APPLE DUMPLINGS.—

For dumplings the apples should be large and juicy—pippins, bellflowers, or the best you can get. Small sweet apples make very poor dumplings. Having pared the apples, extract the cores with a tin apple-corer, so as to leave them smooth and whole. Why is it that so many families "have never had an apple corer in their house?" They cost, at the utmost, but twenty-five cents, are to be had at all the tinsmiths' and furnishing stores; and they screw out an apple core in a minute; saving time and trouble.
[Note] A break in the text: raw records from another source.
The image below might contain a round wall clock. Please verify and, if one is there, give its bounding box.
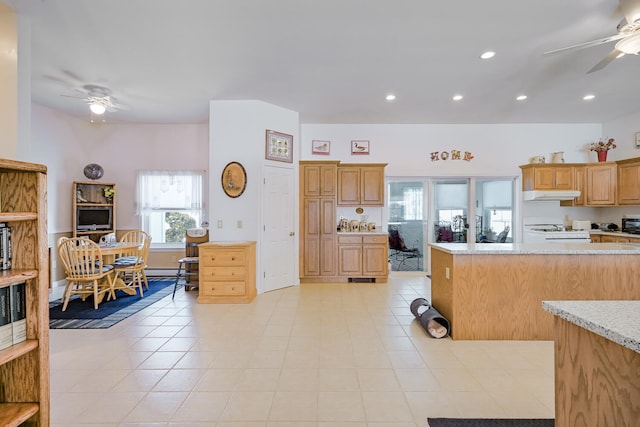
[222,162,247,198]
[84,163,104,179]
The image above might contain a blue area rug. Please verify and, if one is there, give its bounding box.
[49,279,180,329]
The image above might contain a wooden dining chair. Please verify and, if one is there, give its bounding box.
[58,237,115,311]
[113,230,151,297]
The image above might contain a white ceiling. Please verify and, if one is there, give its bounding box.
[0,0,640,124]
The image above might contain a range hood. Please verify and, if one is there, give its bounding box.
[522,190,580,201]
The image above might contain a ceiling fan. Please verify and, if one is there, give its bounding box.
[62,84,125,115]
[545,0,640,74]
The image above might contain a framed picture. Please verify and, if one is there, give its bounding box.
[311,139,331,156]
[265,129,293,163]
[351,139,369,154]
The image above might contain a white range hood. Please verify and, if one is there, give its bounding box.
[522,190,580,201]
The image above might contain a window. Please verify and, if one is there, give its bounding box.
[136,170,204,246]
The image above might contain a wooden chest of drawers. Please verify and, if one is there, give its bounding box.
[198,242,256,303]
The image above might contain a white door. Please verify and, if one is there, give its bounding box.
[261,166,298,292]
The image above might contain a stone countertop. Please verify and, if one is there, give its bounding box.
[429,243,640,255]
[542,301,640,353]
[338,231,388,236]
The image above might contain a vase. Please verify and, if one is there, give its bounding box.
[597,150,609,162]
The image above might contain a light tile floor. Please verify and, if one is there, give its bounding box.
[50,276,554,427]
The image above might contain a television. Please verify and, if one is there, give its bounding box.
[76,206,113,231]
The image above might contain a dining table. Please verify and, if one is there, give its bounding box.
[99,242,140,295]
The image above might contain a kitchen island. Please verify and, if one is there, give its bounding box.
[430,243,640,340]
[542,301,640,427]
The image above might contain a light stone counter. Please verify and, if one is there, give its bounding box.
[429,243,640,255]
[542,301,640,353]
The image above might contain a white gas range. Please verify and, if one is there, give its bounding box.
[522,218,591,243]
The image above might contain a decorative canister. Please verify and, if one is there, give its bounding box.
[531,156,544,163]
[551,151,564,163]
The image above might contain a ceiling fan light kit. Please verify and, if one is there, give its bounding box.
[89,101,107,115]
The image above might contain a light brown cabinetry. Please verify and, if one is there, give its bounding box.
[0,159,50,427]
[560,166,587,206]
[520,164,575,191]
[71,182,116,241]
[585,163,617,206]
[300,161,339,281]
[338,235,388,283]
[617,158,640,205]
[198,242,256,303]
[338,163,386,206]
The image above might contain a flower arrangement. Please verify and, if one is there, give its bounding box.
[102,187,116,200]
[589,138,616,152]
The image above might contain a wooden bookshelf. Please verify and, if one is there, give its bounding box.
[0,159,50,427]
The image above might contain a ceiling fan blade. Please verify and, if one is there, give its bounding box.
[620,0,640,24]
[544,34,625,55]
[587,49,622,74]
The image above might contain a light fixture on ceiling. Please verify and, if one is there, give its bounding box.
[616,31,640,55]
[89,99,107,116]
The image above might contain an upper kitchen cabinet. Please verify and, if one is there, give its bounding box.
[616,158,640,205]
[300,160,339,197]
[520,163,575,191]
[338,163,387,206]
[560,166,587,206]
[585,162,617,206]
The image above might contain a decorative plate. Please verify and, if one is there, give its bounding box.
[84,163,104,179]
[221,162,247,198]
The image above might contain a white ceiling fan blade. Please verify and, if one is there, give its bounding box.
[544,34,625,55]
[620,0,640,24]
[587,49,622,74]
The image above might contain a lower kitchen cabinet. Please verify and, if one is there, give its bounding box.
[198,242,256,303]
[338,234,388,283]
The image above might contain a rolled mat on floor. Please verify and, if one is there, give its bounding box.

The apples being ready, make a nice paste in the proportion of a small pint of finely-minced suet, to a large quart of flour; one-half of the suet rubbed into the pan of flour, (adding a very little water) the other half sliced thin, and spread all over the sheet of dough after it is rolled out; then folding it, and rolling it out again. Cut the sheet of dough in as many circular pieces as you have apples, allowing them large enough to close entirely over the top, and rolling it thick enough to hold the apple securely without danger of its breaking through. Put an apple on every piece of paste, and fill with brown sugar the hole from whence the core was taken. Squeeze on the sugar some fresh lemon juice, with the grated yellow rind; or, add some powdered nutmeg or mace, or some rose-water. This will make them very nice. They should be boiled in small cloths kept clean for the purpose, dipped in hot water, and sprinkled with flour, and room left for the dumpling to swell. Put them into a pot of boiling water, and boil them steadily for near an hour. Serve them up very hot, as they become heavy when cold. Eat with them butter and sugar, or cream sauce.

PEACH DUMPLINGS.—

Take large fine free-stone peaches. Peel them, cut them in half, and extract the stones; fill the sockets with white sugar, and put the two halves together. Make a nice suet paste, or, if more convenient, of butter, but it must be quite fresh, and very nice. Allow half a pound of butter to a large quart (or a pound) of sifted flour. Rub half the butter into the pan of flour, and make it into a dough, with a very little cold water. Too much water always makes tough heavy paste. Then roll the paste into a sheet, and put on it with a knife the remainder of the butter in regular bits. Fold it, roll it out again, and divide it into circular pieces. Lay a peach on each. Gather up the dough over the top, so as to form a well-shaped dumpling. Boil them in cloths for full three-quarters of an hour or more. Eat them with cream sauce.

Dumplings of raspberries, or blackberries, may be made as above. Also, of gooseberries or currants, made very sweet. Quinces preserved whole make excellent dumplings.

APPLE PUDDINGS—

Are made like large dumplings, with suet paste, and flavored with lemon, or rose, or nutmeg. The apples must be sliced. The pudding should be tied in a cloth; put into a pot of fast-boiling water, kept steadily boiling for two hours or more, and sweetened with brown sugar as soon as it is taken up, cutting a round piece of paste out of the top, and putting in with the sugar a small piece of fresh butter.

Large puddings may be made in this manner of stoned cherries, damsons, or plums, or of gooseberries, or currants—allowing plenty of fruit, and making it very sweet; besides sending sugar to table with it.